Keesecker v. G. M. McKelvey Co.

27 N.E.2d 787, 64 Ohio App. 29, 31 Ohio Law. Abs. 241, 17 Ohio Op. 336, 1940 Ohio App. LEXIS 995
CourtOhio Court of Appeals
DecidedFebruary 14, 1940
Docket2563
StatusPublished
Cited by4 cases

This text of 27 N.E.2d 787 (Keesecker v. G. M. McKelvey Co.) is published on Counsel Stack Legal Research, covering Ohio Court of Appeals primary law. Counsel Stack provides free access to over 12 million legal documents including statutes, case law, regulations, and constitutions.

Bluebook
Keesecker v. G. M. McKelvey Co., 27 N.E.2d 787, 64 Ohio App. 29, 31 Ohio Law. Abs. 241, 17 Ohio Op. 336, 1940 Ohio App. LEXIS 995 (Ohio Ct. App. 1940).

Opinion

OPINION

By ROSS, PJ.

This is an appeal on questions of law from a judgment of the Court of Common Pleas of Mahoning County, Ohio.

The final journal entry in this case in the trial court is one of the most peculiar specimens we have had occasion to examine. As it has a direct bearing upon the conception of the case by the trial judge, we quote it in full:

“This day came on for hearing the motion for new trial filed by plaintiff, and the court after due consideration overrules the same; as to the question raised by counsel for plaintiff as to claimed error in the charge on pages 12 and 13, the Court follows "Jones on Evidence,’ 3rd Edition, paragraph 134, at page 177 and citations in footnote, and 62 Oh St 139, at page 145, and Hanna Ohio Trial Evidence, Paragraph 15, at pages 13 and 14.
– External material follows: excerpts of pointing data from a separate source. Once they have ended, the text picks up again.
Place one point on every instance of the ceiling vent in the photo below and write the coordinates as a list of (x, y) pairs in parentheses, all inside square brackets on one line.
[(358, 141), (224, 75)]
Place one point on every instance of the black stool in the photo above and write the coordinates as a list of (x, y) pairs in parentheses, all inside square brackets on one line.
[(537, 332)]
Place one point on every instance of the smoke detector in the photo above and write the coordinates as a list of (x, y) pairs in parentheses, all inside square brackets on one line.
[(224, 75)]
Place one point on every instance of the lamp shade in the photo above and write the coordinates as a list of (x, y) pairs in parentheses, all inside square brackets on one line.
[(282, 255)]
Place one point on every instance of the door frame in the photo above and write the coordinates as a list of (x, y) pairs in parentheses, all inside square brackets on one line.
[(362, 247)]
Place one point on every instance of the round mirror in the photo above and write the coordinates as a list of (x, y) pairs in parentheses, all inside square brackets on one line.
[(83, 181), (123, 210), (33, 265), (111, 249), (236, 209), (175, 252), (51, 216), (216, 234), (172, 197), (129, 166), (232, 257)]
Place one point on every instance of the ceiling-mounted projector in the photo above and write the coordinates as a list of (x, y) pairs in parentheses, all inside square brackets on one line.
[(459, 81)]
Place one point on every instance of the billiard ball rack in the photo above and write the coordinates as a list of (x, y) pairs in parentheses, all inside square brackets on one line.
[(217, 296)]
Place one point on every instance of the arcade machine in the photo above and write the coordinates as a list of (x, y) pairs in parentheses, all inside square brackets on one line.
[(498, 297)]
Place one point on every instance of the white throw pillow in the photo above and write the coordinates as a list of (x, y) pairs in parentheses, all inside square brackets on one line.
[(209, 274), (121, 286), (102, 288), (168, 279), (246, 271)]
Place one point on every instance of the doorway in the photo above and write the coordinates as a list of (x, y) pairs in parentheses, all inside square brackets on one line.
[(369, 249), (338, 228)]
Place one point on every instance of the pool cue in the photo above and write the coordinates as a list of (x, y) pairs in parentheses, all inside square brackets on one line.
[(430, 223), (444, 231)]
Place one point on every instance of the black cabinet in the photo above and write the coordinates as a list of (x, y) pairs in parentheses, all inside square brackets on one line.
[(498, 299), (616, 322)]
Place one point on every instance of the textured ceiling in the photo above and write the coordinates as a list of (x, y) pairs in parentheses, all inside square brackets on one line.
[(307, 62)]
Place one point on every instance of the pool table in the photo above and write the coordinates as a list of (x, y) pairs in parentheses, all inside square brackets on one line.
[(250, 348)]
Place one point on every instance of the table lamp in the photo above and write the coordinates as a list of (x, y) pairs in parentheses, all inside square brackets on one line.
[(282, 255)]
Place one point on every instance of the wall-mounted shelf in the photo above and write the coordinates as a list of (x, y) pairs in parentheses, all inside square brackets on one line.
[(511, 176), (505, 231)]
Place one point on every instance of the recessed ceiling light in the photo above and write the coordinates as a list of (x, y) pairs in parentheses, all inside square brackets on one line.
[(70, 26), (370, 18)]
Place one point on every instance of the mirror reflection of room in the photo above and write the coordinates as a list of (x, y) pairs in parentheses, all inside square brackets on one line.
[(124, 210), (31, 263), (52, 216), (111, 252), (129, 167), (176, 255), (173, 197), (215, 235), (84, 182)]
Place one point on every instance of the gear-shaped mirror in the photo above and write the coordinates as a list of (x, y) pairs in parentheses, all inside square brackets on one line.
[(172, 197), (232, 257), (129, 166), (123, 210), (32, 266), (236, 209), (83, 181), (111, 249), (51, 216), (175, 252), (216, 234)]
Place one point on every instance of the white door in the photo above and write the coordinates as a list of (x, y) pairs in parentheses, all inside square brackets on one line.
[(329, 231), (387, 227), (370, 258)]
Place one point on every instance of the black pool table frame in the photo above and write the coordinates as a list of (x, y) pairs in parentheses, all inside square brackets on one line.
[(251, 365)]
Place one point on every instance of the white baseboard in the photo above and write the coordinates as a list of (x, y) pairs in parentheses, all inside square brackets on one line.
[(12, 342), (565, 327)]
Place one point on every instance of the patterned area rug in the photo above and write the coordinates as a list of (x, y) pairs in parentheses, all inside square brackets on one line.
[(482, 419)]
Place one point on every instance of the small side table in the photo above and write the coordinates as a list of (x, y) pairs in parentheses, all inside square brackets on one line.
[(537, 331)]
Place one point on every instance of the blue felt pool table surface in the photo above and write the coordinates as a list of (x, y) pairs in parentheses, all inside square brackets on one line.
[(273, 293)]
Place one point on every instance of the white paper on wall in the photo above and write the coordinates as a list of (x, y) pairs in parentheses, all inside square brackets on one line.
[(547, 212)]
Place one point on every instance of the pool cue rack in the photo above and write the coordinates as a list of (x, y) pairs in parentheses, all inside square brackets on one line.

“And the Court further, after further consideration, finds upon the record and upon the undisputed facts in the record that the defendant’s employee was not a trespasser upon the premises; and finds further that, applying the principle of Hampden Lodge v Gas Company, there is no evidence requiring the submission of that issue to the jury, and that defendant is entitled under the evidence to a directed verdict and final judgment.

“It is therefore considered that judgment be and is hereby rendered for defendant upon the verdict of the jury and upon the record, and that defendant recover its costs taxed at $_____ against plaintiff.

“To all of which plaintiff excepts.”

We pass this, however, without further comment.

This case was once before the Court of Appeals of Mahoning Co. (23 Abs 353) That court at that time was called upon to consider a judgment in favor of the plaintiff in the amount of $13,000.00. The Court of Appeals reversed the judgment, for the reason that the issue of negligence was presented to the jury and the Court found as a matter of law that the employee of the defendant could not be held to reasonably anticipate that a child 5% years of age would go to a door and stumble down a flight of steps. The case was remanded to the Court of Common Pleas for trial on the issues of whether or not the defendant through its employee was a trespasser and, if so, whether or not the injuries to the plaintiff were the direct and proximate result of such trespass.

The petition was amended to conform to the mandate of the court and trial was had upon these issues.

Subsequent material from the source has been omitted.